Nabi menjawab, “Sesungguhnya anak ini adalah jantung hatiku dan anakku ini adalah ‘sayid’ (sang pemimpin). Semoga Allah SWT mendamaikan dua kelompok muslim yang berseteru melalui tangannya.”
Suatu waktu, Imam Hasan as dan Imam Husain as berjalan menuju masjid. Tiba-tiba mereka menyaksikan seorang kakek tua yang sedang berwudhu. Namun, tata cara wudhunya tidak benar.
Imam Hasan as berpikir sejenak, bagaimana cara menunjukkan wudhu yang benar kepada kakek tersebut tanpa harus menyinggung perasaannya. Kemudian, keduanya mendatangi kakek tersebut seolah-olah keduanya sedang bertengkar tentang wudhu siapakah yang benar. Masing-masing mengatakan, “Wudhumu tidak benar!” Kemudian keduanya berkata pada kakek tersebut, “Wahai kakek, berilah keputusan yang bijak untuk kami berdua, mana di antara kami yang wudhunya benar.”

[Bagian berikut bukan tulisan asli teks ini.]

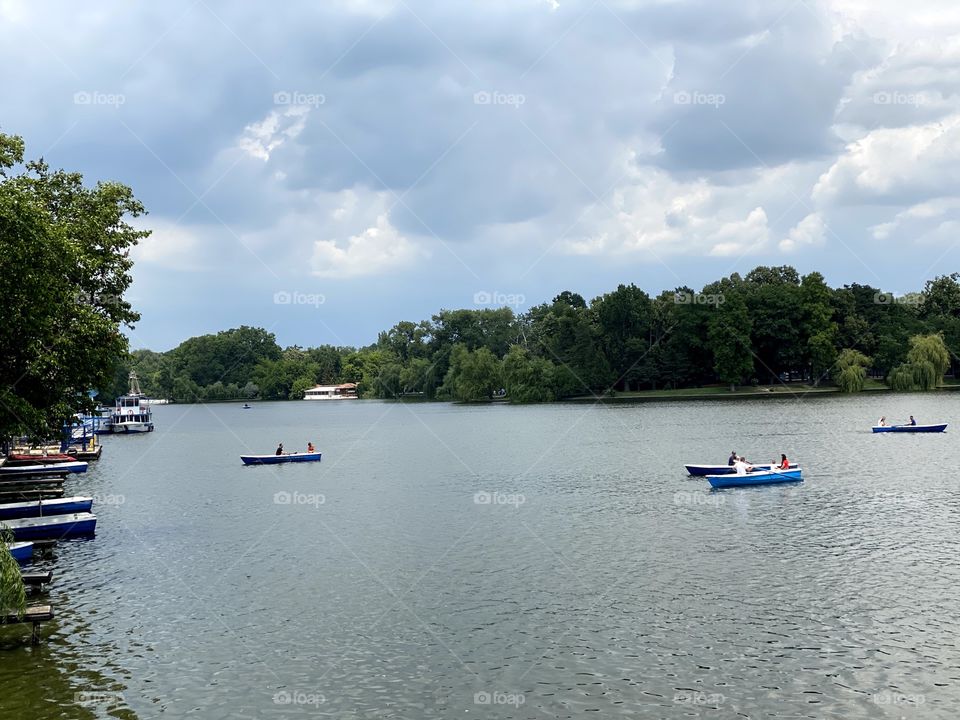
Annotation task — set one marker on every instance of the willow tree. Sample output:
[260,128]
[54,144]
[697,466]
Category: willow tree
[927,361]
[64,269]
[850,370]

Maka, mulailah keduanya berwudhu. Lantas kakek itu mengatakan, “Wudhu kalian semua sudah benar.” Kemudian kakek itu menunjuk kepada dirinya sendiri dan berkata, “Hanya kakek yang bodoh inilah yang tidak benar wudhunya, dan kini telah belajar dari kalian berdua.”
Pada suatu hari, salah seorang sahabat menyaksikan Nabi saw memanggul Hasan dan Husain di pundaknya. Sahabat itu berkata, “Semulia-mulia unta adalah unta kalian.”
Nabi saw menjawab, “Dan Semulia-mulia penunggang adalah mereka berdua.”
Imam Hasan as adalah orang yang paling ‘abid (tekun ibadah) pada zamannya. Ia menunaikan ibadah haji sebanyak 25 kali dengan berjalan kaki.
Bila beliau hendak berwudhu dan shalat, wajahnya menjadi pucat dan tubuhnya bergetar karena takut kepada Allah SWT. Beliau berkata, “Suatu keharusan bagi setiap orang yang berdiri di depan Tuhannya untuk merasa takut, pucat wajahnya, dan gemetar seluruh tubuhnya.”
Apabila telah sampai di pintu masjid, beliau menengadahkan wajahnya ke langit dan berkata dengan penuh khusyuk, “Tuhanku inilah tamu-Mu berdiri di beranda pintu rumah-Mu! Wahai Dzat Yang Mahapemurah, telah datang orang yang banyak melakukan keburukan kepada-Mu! Maka hapuskanlah seluruh keburukan yang ada pada diriku dengan kebaikan yang ada di sisi-Mu, Wahai Yang Maha Mulia!”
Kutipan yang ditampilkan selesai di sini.